Thomas Cooley, the leading treatise writer of the era, also confirmed that “subject to the jurisdiction” of the United States “meant full and complete jurisdiction to which citizens are generally subject, and not any qualified and partial jurisdiction, such as may consist with allegiance to some other government.” More fundamentally, this understanding of the Citizenship Clause is the only one compatible with the consent of the governed principle articulated in the Declaration of Independence.
__________________
But even if Wong Kim Ark was correctly decided (as Ed Erler points out, it was not), honest scholars must acknowledge that Wong Kim Ark involved a child born to parents who were permanently domiciled in the United States, not those who were only here temporarily or illegally. Indeed, honest scholars will be forced to acknowledge that the Supreme Court has never held that the children of illegal immigrants, or even temporary lawful visitors, are constitutionally entitled to automatic citizenship merely by virtue of their birth in the United States. And they will be forced to acknowledge as true the claim in Trump’s executive order that “the Fourteenth Amendment has never been interpreted [in any formal, binding way] to extend citizenship universally to everyone born in the United States.”
___________________
Alas, when it comes to anything related to Trump, there are very few honest scholars. Instead of acknowledging the Supreme Court’s limited, actual holding in Wong Kim Ark, they will point to dicta in which the Court’s majority falsely claimed that the Citizenship Clause codified the old English common law rule known as jus soli—that anyone born on the king’s soil owed perpetual allegiance to the king. They will overlook that our Declaration of Independence was an explicit and eloquent repudiation of jus soli, stating in its closing paragraph that “these United Colonies…are Absolved from all Allegiance to the British Crown.” They will overlook that Congress did not view Wong Kim Ark as mandating automatic citizenship for everyone born on U.S. soil when, a quarter century later, it extended citizenship to Native Americans pursuant to its power under the Naturalization Clause, an act that would have been superfluous if Wong Kim Ark had already settled the matter that everyone born in the U.S., including Native Americans, were automatically citizens. And they will overlook that when a 1920s guest worker program ended in the wake of the Great Depression and more than a million Mexican workers were repatriated to Mexico, the repatriation included their U.S.-born children. No one at the time claimed that the children were U.S. citizens.

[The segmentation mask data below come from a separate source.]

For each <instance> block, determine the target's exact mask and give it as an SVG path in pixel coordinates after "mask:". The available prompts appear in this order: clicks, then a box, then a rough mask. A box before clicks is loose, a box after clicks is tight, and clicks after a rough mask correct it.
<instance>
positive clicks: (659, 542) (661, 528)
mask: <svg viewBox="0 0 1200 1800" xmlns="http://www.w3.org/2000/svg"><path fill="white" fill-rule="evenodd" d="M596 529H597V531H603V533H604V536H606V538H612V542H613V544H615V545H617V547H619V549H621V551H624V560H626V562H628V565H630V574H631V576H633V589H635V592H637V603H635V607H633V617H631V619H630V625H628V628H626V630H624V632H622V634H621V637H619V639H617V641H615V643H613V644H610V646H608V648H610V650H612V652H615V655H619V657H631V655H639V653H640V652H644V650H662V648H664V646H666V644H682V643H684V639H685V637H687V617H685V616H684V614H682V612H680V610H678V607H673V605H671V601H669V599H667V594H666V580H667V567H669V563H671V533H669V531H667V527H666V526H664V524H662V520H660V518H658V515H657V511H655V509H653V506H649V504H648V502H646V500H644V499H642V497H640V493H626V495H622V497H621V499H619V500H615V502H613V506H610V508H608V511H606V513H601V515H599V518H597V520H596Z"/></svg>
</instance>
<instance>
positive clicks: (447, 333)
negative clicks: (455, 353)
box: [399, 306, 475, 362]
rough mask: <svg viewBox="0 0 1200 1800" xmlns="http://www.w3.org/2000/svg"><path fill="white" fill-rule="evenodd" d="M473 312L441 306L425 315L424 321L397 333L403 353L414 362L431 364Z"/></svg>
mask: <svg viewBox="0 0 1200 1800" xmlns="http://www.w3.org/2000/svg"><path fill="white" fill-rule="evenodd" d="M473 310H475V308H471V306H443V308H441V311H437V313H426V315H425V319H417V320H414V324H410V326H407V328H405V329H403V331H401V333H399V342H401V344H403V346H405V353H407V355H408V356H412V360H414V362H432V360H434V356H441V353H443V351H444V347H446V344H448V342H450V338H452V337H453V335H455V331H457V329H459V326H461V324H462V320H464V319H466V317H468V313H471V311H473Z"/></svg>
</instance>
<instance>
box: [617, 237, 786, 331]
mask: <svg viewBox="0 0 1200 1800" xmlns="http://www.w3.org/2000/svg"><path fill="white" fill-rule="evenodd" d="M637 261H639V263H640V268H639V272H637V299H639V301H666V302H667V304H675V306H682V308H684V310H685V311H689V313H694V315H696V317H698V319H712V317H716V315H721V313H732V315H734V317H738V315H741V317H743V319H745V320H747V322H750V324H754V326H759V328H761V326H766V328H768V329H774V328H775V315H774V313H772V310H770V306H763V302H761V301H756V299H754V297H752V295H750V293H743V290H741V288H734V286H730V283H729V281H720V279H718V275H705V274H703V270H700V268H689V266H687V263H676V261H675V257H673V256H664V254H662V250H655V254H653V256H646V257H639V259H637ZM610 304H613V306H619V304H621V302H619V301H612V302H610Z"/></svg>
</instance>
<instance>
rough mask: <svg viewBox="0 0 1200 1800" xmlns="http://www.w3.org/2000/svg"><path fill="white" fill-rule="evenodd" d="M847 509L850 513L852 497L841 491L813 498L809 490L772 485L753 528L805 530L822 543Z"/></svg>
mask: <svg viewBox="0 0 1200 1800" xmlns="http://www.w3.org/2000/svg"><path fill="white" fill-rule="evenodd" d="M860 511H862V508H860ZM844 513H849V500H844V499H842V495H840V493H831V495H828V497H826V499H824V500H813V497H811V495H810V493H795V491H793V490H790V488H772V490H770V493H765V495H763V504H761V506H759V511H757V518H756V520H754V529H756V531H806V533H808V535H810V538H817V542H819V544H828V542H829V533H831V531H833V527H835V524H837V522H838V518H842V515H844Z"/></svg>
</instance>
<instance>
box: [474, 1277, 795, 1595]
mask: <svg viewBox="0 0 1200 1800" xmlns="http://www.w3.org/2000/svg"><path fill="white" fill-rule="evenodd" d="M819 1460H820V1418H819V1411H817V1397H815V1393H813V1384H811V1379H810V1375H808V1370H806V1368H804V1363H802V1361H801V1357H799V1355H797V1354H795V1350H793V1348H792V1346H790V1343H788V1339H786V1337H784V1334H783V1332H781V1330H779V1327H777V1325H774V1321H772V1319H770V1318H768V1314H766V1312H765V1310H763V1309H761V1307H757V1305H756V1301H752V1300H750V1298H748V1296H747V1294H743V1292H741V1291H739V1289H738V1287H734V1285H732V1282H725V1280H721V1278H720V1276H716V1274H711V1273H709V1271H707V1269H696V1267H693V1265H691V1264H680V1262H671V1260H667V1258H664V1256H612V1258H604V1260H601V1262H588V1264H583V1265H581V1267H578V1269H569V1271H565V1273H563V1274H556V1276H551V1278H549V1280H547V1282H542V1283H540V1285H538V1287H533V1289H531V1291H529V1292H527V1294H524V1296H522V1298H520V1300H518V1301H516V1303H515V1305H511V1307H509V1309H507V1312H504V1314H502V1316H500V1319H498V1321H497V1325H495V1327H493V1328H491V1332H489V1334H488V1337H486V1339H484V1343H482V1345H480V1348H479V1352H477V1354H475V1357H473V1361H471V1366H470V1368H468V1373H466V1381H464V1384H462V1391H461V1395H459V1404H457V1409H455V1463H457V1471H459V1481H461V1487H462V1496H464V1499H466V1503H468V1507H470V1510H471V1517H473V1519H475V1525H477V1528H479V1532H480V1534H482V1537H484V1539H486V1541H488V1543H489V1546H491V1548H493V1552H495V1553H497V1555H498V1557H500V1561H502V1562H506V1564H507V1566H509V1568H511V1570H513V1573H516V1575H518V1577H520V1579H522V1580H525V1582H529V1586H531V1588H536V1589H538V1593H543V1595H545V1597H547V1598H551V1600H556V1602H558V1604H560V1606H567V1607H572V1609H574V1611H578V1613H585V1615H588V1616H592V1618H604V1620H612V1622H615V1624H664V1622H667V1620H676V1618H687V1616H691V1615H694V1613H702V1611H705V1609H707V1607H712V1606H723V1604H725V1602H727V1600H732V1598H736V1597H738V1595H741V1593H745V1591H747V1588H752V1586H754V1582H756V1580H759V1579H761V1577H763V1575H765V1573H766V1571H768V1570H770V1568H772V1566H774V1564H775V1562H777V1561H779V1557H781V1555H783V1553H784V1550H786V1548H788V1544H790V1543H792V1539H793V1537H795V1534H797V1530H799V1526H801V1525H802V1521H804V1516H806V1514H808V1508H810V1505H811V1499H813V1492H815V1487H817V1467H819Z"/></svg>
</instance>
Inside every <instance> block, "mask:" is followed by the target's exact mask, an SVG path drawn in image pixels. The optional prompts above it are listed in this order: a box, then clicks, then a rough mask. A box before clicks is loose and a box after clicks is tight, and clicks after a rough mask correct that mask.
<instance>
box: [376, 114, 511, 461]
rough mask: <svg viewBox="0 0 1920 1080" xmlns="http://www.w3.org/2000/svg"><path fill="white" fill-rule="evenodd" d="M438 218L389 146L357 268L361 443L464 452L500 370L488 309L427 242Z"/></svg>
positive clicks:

Nevertheless, despite the original meaning of the Constitution’s text, its initial interpretation by the Supreme Court, and its compatibility with the social compact “consent of the governed” political theory of the Declaration, our government agencies have for more than a half-century, without any formal amendment, court decision, or official authoritative pronouncement, been acting as though birth alone is sufficient to confer citizenship. And many children of illegal immigrants or temporary visitors have organized their lives in reliance on those informal views. (President Trump’s executive order does not disturb those interests. It makes the order applicable only to children born on U.S. soil more than 30 days after the order’s effective date, to parents who were unlawfully present, or lawfully but only temporarily present, in the United States at the time of their birth.)


 
All of this furor over an issue the conclusion of which will never result in an overturn of birthright citizenship.